In the previous tutorial of if-else control statements we saw what nested if is. Similarly, nested for loop refers to the process of having one loop inside another loop. We can have multiple loops inside one another. The body of one ‘for’ loop contains the other and so on. The syntax of a nested for loop is as follows(using two for loops):

 
for(initialization; test; update) 
{
  for(initialization;test;update)//using another variable
  {
    //body of the inner loop
  }
  //body of outer loop(might or might not be present)
} 

The following program will illustrate the use of nested loops:

#include <stdio.h>
int main()
{
    int i,j;
    for(i=1;i<=5;i++)
    {
        for(j=1;j<=i;j++)
            printf("%d",j);
        printf("\n");
    }
    return 0;
}

Output:-
1
12
123
1234
12345

This program prints a triangular pattern.
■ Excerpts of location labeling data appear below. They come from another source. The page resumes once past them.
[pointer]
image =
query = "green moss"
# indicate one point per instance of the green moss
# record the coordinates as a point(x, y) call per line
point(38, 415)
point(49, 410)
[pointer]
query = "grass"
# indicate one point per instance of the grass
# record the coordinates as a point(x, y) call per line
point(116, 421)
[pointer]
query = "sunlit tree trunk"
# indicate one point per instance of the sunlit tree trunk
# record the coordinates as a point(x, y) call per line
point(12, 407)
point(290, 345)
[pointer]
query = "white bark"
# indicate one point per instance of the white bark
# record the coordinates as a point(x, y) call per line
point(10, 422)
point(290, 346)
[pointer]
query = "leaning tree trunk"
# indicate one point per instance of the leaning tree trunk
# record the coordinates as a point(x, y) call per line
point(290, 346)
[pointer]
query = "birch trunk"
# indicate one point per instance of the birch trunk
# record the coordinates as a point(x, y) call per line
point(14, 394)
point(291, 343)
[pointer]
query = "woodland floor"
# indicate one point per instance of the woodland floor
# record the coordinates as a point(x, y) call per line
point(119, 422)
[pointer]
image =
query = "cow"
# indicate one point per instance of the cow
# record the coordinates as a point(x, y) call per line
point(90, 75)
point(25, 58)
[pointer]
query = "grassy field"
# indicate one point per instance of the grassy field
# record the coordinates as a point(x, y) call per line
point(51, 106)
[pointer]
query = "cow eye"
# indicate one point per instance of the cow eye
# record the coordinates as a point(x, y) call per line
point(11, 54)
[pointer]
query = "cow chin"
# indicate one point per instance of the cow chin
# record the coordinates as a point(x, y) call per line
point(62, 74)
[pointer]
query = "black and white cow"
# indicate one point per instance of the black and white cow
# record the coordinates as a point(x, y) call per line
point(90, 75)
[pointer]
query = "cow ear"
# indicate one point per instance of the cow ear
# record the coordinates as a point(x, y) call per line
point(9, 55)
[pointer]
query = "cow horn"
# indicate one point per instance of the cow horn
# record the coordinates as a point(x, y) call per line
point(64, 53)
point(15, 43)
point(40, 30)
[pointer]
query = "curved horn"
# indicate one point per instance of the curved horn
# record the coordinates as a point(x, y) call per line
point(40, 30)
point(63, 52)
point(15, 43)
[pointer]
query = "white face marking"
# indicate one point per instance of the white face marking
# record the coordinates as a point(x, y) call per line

Now, the outer loop starts with i=1 and checks the condition whether i<= 5 is true or not which is true so the control goes on the body which contains another loop.
This loop starts with the initial value as j=1 and checks if j<=i which is true and hence prints the value of j. In the next iteration, the condition of the inner loop becomes false and the control exits the inner loop and changes the line. Now it goes for the next iteration of the outer loop and the process goes on..unless the condition becomes false and the loop terminates and the program ends.